Employment fell the most in eight-and-a-half years, ending four-month job creation streak.

New Sales Tax Roils India With PMI Plunging Most Since 2009
Workers at the construction site in Bengaluru, India. (Photographer: Sanjit Das/Bloomberg)

(Bloomberg) -- Business conditions in India have deteriorated the most since the global financial crisis as the roll out of a nationwide sales tax disrupted supply and distribution links just months after Prime Minister Narendra Modi’s cash ban roiled markets.

The Nikkei India Composite PMI Output Index fell to 46 in July from 52.7 in June, the steepest drop since March 2009, a report showed Thursday. Activity in the key services sector plunged to 45.9 from from 53.1 -- the lowest since September 2013 -- after data showed manufacturing slumped the most since 2009. A reading below 50 indicates contraction.

"Private sector activity dipped for the first time since the demonetization shock" and "most of the contraction was attributed to the implementation of the goods and services tax and the confusion it caused," Pollyanna De Lima, principal economist at IHS Markit, said in the report. "Faced with fewer workloads, service providers and manufacturers lowered payroll numbers in July."

The data add to evidence of underlying weakness in one of the world’s fastest-growing economies. The central bank on Wednesday cut rates to the lowest since 2010 and urged the government to speed up projects because there’s "an urgent need" to boost private investment.

However, rates of job shedding -- while the fastest since early 2009 -- were "slight overall," according to the report. Firms seem convinced that prospects will brighten as the GST regime becomes clearer, De Lima said.

Business activity will probably "normalize" after August and PMIs will rebound, said Sonal Varma, an economist with Nomura Holdings Inc. in Singapore. "Data also suggests some upside risk to services inflation in the coming months due to the higher tax burden," she said.

Key findings from the services sector:

  • About 23 percent of survey participants reported lower output
  • Four of five broad areas contracted, except for finance and insurance
  • Outstanding business rose reflecting difficulties in obtaining payments
  • Employment fell the most in eight-and-a-half years, halting a four-month streak of job creation
  • Prices charged rose at the quickest pace since 2013

The PMIs follow a clutch of survey results published by the central bank on Wednesday, which offer a grim picture of the $2 trillion economy. Indian factories were running at about 74 percent of capacity from October through December, business sentiment in Indian manufacturing worsened in the second quarter of the calendar year and consumer confidence dipped into the "pessimistic zone" in June.

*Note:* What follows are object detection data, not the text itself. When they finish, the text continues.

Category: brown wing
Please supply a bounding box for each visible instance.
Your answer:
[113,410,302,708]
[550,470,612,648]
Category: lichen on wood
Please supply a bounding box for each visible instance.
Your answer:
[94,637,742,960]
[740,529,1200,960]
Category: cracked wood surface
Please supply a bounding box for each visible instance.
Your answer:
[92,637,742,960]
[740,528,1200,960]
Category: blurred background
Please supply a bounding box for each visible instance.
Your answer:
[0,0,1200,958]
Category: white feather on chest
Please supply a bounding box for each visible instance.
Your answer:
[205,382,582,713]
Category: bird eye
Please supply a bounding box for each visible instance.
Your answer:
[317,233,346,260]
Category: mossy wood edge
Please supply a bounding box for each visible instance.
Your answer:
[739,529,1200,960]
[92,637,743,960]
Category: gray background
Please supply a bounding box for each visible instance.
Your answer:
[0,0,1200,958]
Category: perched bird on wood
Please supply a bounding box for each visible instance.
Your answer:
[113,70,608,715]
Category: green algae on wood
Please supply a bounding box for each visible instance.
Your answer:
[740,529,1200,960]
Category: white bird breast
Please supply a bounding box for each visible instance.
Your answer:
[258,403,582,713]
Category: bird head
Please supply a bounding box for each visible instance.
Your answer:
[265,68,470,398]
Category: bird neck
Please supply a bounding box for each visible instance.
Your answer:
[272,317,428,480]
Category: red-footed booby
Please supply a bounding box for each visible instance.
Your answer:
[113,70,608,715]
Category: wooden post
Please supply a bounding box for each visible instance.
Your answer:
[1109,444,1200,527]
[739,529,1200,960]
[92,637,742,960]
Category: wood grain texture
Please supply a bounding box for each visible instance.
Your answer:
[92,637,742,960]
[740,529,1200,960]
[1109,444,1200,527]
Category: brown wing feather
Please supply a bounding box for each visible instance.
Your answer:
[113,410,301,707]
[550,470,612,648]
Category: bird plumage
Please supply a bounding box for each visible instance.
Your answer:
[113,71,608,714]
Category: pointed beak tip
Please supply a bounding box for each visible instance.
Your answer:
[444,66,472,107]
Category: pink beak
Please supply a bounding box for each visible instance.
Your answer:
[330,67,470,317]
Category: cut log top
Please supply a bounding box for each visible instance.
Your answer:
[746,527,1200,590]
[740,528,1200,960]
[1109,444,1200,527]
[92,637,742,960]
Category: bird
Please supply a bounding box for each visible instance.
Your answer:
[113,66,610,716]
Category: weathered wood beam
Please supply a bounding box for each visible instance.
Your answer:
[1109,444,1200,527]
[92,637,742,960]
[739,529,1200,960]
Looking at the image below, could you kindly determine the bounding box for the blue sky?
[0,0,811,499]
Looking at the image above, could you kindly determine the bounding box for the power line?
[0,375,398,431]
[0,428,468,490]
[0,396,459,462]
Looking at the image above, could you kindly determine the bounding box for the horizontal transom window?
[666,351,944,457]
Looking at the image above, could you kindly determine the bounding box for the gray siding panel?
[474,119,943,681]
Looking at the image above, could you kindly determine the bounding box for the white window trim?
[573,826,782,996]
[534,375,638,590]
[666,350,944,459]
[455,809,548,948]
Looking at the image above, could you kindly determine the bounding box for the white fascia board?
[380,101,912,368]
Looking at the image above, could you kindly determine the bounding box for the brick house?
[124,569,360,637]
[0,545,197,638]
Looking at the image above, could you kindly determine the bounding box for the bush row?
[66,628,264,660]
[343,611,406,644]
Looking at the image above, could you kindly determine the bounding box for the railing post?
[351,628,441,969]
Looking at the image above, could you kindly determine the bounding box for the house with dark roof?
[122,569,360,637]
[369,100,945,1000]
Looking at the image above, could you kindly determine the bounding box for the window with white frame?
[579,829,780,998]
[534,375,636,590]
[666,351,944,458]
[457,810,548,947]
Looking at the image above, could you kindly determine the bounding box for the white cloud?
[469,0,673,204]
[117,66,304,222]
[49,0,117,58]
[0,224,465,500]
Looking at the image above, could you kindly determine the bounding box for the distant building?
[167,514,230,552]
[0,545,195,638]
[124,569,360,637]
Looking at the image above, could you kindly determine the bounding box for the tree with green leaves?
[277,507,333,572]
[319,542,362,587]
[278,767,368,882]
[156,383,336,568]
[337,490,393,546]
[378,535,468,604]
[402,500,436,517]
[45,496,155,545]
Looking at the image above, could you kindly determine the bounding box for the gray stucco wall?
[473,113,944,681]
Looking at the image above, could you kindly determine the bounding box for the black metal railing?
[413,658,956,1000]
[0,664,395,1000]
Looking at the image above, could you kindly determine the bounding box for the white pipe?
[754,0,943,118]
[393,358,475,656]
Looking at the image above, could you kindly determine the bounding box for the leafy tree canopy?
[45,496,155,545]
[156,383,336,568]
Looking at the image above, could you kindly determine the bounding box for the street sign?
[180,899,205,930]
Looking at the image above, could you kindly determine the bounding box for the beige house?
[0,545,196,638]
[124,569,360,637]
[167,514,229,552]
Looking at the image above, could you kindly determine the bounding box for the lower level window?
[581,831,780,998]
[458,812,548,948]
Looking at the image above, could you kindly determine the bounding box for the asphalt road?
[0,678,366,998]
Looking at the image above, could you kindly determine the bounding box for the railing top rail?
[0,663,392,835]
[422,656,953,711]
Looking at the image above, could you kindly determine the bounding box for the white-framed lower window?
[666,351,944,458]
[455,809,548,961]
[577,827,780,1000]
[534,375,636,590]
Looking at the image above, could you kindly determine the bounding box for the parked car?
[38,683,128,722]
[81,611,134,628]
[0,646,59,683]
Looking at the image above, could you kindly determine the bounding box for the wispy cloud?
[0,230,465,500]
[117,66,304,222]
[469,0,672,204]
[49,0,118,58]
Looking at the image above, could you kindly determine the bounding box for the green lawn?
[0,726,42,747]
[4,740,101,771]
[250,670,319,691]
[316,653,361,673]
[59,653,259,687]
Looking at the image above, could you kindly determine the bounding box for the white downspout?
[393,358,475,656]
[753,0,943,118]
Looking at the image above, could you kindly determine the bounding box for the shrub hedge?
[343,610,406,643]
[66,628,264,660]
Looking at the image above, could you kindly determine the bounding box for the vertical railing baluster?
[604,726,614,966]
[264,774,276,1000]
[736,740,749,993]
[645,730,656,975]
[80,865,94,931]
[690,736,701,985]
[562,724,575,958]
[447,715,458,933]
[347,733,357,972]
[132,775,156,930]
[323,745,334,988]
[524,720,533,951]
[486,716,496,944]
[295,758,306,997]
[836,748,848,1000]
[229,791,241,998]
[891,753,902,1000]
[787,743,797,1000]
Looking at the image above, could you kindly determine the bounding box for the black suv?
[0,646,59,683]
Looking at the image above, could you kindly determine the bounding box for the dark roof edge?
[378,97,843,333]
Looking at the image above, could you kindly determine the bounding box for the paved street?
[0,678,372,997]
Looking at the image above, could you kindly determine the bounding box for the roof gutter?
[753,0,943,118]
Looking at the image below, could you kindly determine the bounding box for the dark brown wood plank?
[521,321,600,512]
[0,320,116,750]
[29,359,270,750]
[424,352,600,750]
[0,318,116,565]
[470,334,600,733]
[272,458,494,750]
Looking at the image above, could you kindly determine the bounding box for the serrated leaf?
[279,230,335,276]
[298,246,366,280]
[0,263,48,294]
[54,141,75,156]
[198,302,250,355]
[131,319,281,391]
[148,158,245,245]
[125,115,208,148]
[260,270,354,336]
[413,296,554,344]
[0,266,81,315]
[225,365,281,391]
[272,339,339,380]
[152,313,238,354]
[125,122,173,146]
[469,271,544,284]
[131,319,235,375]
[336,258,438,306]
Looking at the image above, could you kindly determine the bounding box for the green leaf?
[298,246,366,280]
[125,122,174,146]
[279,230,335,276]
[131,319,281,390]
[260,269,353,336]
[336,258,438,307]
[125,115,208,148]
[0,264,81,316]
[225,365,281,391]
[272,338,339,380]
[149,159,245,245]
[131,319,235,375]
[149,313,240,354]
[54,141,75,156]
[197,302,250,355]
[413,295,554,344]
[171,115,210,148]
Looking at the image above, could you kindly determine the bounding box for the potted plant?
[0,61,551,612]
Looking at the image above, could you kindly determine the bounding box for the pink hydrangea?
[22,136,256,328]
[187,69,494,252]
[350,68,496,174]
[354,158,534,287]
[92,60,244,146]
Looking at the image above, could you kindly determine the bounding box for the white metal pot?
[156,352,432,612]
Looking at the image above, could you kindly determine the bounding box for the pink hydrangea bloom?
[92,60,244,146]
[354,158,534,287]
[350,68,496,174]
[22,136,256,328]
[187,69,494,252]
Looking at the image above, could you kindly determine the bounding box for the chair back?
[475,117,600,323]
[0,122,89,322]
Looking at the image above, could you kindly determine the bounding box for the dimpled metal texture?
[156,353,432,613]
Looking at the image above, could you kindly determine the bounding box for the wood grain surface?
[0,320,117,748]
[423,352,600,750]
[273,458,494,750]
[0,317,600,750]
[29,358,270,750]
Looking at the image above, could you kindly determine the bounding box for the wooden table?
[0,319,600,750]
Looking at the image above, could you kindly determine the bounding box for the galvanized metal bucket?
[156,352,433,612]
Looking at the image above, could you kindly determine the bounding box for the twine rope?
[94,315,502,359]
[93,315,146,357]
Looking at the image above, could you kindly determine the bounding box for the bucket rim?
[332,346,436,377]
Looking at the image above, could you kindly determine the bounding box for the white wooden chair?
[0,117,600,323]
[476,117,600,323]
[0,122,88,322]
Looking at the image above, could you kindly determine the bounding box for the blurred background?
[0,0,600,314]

Meanwhile the budget deficit is at 81 percent of the full-year target in the first six months, compared with 61 percent a year earlier, constraining the government’s ability to spend more.

Investors now await official June factory output data due Aug. 11, July inflation scheduled for Aug. 14 and April-June GDP numbers due Aug. 31. At the end of the month, the government will also share federal finances during July, the first indicator of how the GST is affecting tax revenue. Also this month the Reserve Bank of India typically announces its dividend payout to the government and the annual report, which could offer an estimate of gains or losses from the cash clampdown.